The zinnias, I who saw them can affirm, made a most brilliant mass of color not altogether harmonious; but all was set right by the introduction, sparingly managed, of the lovely ageratum, Dwarf Imperial Blue. The eye of her who arranged these flowers saw that a balm was needed in Gilead; the ageratum certainly brought the zinnia colors into harmony as nothing else could have done, and a charmingly gay and original decoration was the result. What a suggestion here, too, for the planting of a little garden of annuals!

We are apt to think of balance in the formal garden as obtained for the most part by the use of accents in the shape of formal trees, or by some architectural adjunct. I believe that color masses and plant forms should correspond as absolutely as the more severe features of such a garden. For example, in practically the same spot in all four quarters of my garden there are, for perhaps four to six weeks, similar masses of tall white hardy phloxes, the blooming period beginning with von Lassburg and closing with Jeanne d'Arc, the white repeated in the dwarf phlox Tapis Blanc in four places nearer the centre of the garden.

For accents in flowers, the mind flies naturally to the use, first, of the taller and more formal types of flowers. Delphiniums with their fine uprightness and glorious blues; hollyhocks where space is abundant and rust doth not corrupt; the magnificent mulleins, notably Verbaseum Olympicum, might surely emphasize points in design; and I read but now of a new pink one of fine color, which, though mentioned as a novelty in Miss Ellen Willmott's famous garden at Warley, England, will be sure to cross the water soon if invited by our enterprising nurserymen. Lilies of the cup-upholding kinds, standard roses, standard wistarias, standard heliotropes are all to be had. The use of the dwarf or pyramidal fruit-tree in the formal garden is very beautiful to me, recalling some of the earliest of the fine gardens of England, and (where the little tree is kept well trimmed) offering a rarely interesting medium for obtaining balanced effects.

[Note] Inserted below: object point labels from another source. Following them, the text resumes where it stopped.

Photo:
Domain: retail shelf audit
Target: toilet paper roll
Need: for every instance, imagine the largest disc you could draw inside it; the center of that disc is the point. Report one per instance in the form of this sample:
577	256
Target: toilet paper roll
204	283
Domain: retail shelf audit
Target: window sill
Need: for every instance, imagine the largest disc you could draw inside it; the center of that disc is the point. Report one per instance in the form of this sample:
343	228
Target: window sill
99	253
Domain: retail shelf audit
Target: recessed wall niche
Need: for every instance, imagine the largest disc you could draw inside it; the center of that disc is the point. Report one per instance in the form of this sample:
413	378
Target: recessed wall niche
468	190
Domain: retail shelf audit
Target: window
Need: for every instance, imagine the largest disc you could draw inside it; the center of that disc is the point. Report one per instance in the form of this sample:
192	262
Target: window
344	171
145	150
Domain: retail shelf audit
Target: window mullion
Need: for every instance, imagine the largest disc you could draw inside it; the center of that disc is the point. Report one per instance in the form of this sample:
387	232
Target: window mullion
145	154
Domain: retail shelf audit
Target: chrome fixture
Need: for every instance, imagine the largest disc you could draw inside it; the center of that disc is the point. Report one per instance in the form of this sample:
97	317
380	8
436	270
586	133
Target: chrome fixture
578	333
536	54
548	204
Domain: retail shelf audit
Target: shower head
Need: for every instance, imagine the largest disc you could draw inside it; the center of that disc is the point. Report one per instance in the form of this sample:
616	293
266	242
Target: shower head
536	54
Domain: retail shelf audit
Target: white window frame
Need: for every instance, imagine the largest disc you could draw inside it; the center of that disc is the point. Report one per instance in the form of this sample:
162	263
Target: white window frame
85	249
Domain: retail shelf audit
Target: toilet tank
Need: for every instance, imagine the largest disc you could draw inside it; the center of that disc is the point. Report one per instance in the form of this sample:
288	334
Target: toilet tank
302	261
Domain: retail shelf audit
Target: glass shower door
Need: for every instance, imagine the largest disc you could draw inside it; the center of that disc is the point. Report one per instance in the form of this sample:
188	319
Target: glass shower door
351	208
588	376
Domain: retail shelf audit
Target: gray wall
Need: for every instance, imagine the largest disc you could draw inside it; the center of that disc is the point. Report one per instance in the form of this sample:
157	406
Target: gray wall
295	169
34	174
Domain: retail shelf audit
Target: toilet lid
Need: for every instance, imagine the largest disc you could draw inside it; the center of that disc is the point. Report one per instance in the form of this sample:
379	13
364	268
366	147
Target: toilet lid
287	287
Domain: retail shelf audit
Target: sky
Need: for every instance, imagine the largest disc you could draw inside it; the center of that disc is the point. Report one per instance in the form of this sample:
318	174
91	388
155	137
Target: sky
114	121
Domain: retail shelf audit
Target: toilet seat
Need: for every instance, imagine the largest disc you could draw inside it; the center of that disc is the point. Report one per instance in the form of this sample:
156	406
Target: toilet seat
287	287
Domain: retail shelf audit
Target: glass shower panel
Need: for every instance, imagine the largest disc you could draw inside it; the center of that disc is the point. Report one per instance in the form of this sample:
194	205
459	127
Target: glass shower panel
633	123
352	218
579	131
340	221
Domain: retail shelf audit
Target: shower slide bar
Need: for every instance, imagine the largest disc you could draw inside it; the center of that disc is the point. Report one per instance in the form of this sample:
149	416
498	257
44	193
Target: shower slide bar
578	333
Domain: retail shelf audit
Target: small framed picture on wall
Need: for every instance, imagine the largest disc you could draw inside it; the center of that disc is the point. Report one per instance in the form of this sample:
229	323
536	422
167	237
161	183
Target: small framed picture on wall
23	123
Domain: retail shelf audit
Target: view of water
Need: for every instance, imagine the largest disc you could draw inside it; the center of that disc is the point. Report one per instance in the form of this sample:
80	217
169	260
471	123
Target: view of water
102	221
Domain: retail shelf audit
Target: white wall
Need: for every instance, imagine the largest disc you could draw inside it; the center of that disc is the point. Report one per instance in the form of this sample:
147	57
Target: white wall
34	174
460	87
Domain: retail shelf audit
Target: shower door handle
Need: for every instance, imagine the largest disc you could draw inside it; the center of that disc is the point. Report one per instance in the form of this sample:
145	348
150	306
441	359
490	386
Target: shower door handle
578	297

But the tall plants are not the only available means for producing balanced effects. Lower masses of foliage or flowers have their place. They must be masses, however, unmistakable masses. Thus, in the illustration facing page 68, each of the large flower masses of baby's breath (Gypsophila elegans) consisting of the bloom of but a single well-developed plant is repeated in every instance in four corresponding positions in this garden. There was too much gypsophila in bloom at once when this picture was made, but because some was double the effect was not as monotonous as the photograph would make out. In a fine garden in Saginaw, Michigan, designed and planted by Mr. Charles A. Platt, balance is preserved and emphasized in striking fashion by the use of the plantain lily (Funkia Sieboldii, or grandiflora), with its shining yellow-green leaves. Masses of this formal plant are here used as an effective foreground for a single fine specimen bush, not very tall, of Japan snowball (Viburnum plicatum). The poker flower (Tritoma Pfitzeri) is also used in this garden to carry the eye from point to corresponding point; and speaking of tritoma, which Mr. Platt in this garden associates with iris, let me mention again that delightful ageratum, as I lately saw it, used below tritoma. The tritoma must have been one of the newer varieties, of an unusual tone of intense salmonyorange, and while the ageratum would seem too insignificant in height to neighbor the tall spike above it, the use of the lavender-blue in large masses added enormously to the effect of the torches.

In the second illustration, the rather thin-looking elms seem to flank the garden entrance rather fortunately. A certain pleasurable sensation is felt in the balance afforded by the doubly bordered walk with its blue and lavender Michaelmas daisies or hardy asters. It is surely the repetition of the twos which has something to do with this: two borders, two posts, two trees, the eye carried twice upward by higher and yet higher objects.